Embaixador Zurab Mchedlishvili destaca a música, a diplomacia e os laços profundos com o Brasil
Ao som do melhor jazz internacional, interpretado pela cantora georgiana Maia Baratashvili, e o pianista Giorgi Rakviashvili, o embaixador da Geórgia no Brasil, Zurab Mchedlishvili realizou um evento, no dia 18 de junho, na Casa Thomas Jefferson, na Asa Sul, em Brasília, que teve dupla comemoração. Em 26 de maio, a Geórgia celebra o 107º aniversário da declaração de sua primeira república democrática independente e o 34º aniversário da restauração de sua independência. Os 200 convidados acompanharam o concerto, que também contou com a colaboração de profissionais brasileiros.
O embaixador Zurab Mchedlishvili, durante o discurso, destacou a parceria diplomática com o Brasil. O que vai além da música. O diplomata agradeceu ao governo brasileiro por respeitar a soberania do país e pelas relações bilaterais entre os países.

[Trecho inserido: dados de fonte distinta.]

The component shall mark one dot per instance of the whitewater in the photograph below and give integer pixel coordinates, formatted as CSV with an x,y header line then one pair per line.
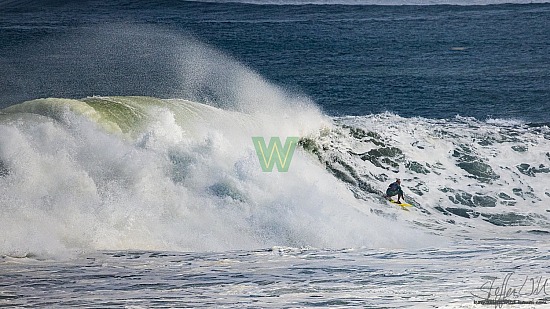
x,y
144,201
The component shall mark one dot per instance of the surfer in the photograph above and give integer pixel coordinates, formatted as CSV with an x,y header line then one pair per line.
x,y
395,189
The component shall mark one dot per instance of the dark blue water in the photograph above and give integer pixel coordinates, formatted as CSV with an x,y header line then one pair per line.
x,y
432,61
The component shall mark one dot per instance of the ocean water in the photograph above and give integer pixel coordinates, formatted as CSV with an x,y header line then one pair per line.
x,y
128,176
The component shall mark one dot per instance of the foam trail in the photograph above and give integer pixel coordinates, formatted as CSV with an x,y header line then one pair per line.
x,y
159,174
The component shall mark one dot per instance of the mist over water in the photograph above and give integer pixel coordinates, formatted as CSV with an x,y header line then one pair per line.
x,y
143,173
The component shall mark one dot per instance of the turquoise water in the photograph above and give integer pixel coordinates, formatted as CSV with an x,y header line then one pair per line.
x,y
135,183
434,61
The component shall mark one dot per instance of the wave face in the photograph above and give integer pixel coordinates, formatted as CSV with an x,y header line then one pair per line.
x,y
146,173
465,177
139,172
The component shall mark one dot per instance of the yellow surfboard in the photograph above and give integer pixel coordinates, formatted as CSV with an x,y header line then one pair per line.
x,y
404,205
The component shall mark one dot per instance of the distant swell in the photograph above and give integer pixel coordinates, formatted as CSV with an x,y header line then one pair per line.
x,y
376,2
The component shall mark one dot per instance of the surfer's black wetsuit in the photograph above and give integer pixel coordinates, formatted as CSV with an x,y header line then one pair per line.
x,y
395,189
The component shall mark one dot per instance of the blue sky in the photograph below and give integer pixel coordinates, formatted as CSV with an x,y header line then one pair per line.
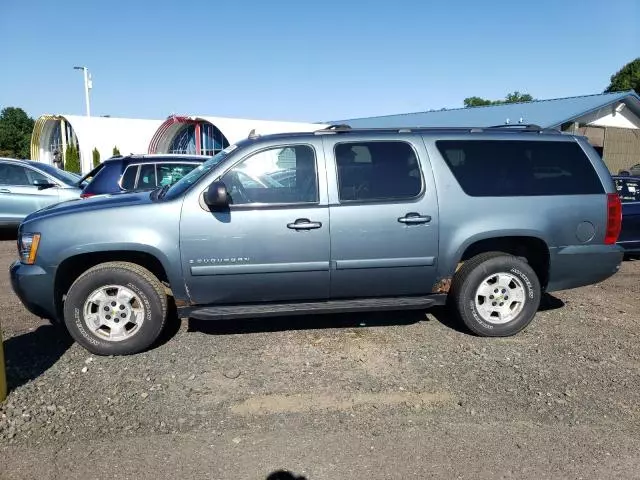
x,y
305,60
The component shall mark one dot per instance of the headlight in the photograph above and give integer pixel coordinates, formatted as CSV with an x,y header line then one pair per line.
x,y
28,247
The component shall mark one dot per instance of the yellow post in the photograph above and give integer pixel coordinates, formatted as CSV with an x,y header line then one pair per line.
x,y
3,377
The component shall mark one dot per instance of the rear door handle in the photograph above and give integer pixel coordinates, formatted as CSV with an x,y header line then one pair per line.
x,y
413,218
304,224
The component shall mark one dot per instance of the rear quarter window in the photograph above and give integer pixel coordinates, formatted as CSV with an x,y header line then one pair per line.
x,y
628,190
514,168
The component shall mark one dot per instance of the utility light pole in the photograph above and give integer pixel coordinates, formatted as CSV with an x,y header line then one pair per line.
x,y
88,84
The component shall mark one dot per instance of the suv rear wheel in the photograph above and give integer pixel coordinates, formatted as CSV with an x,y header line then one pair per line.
x,y
495,294
116,308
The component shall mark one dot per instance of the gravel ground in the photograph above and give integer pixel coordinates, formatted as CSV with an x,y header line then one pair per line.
x,y
388,395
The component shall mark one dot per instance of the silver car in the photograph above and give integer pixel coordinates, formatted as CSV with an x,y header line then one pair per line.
x,y
27,186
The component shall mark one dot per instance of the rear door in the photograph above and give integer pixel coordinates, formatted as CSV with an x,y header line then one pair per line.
x,y
384,216
629,192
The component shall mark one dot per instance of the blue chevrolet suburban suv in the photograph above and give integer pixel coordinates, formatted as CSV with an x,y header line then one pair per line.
x,y
483,220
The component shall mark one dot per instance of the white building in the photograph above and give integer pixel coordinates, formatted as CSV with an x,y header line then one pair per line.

Brasil. “Brasil e Geórgia compartilham muito mais do que uma parceria diplomática — temos em comum o amor pela cultura, pelo folclore, pela dança e, acima de tudo, pela música”, disse o embaixador.
À frente da missão diplomática no Brasil há pouco mais de um ano, Mchedlishvili fez questão de destacar os marcos dessa relação, estabelecida oficialmente em 1993: visitas parlamentares, acordos nas áreas de ciência, educação e defesa, além da presença ativa de embaixadas em Brasília e Tbilisi. “Brasil e Geórgia compartilham muito mais do que uma parceria diplomática — temos em comum o amor pela cultura, pelo folclore, pela dança e, acima de tudo, pela música”, disse ele, com entusiasmo.

Jazz – A estrela da noite foi a consagrada cantora Maia Baratashvili, que emocionou o público com sua performance em um formato inédito: um concerto de jazz com influências da música tradicional da Geórgia, numa linguagem artística que transcendeu fronteiras. Ao lado do pianista George Raffia-Schreiber, e de músicos brasileiros, ela deu voz à história, à identidade e à sensibilidade de seu país — em uma noite que provou que a música pode ser tão diplomática quanto qualquer tratado.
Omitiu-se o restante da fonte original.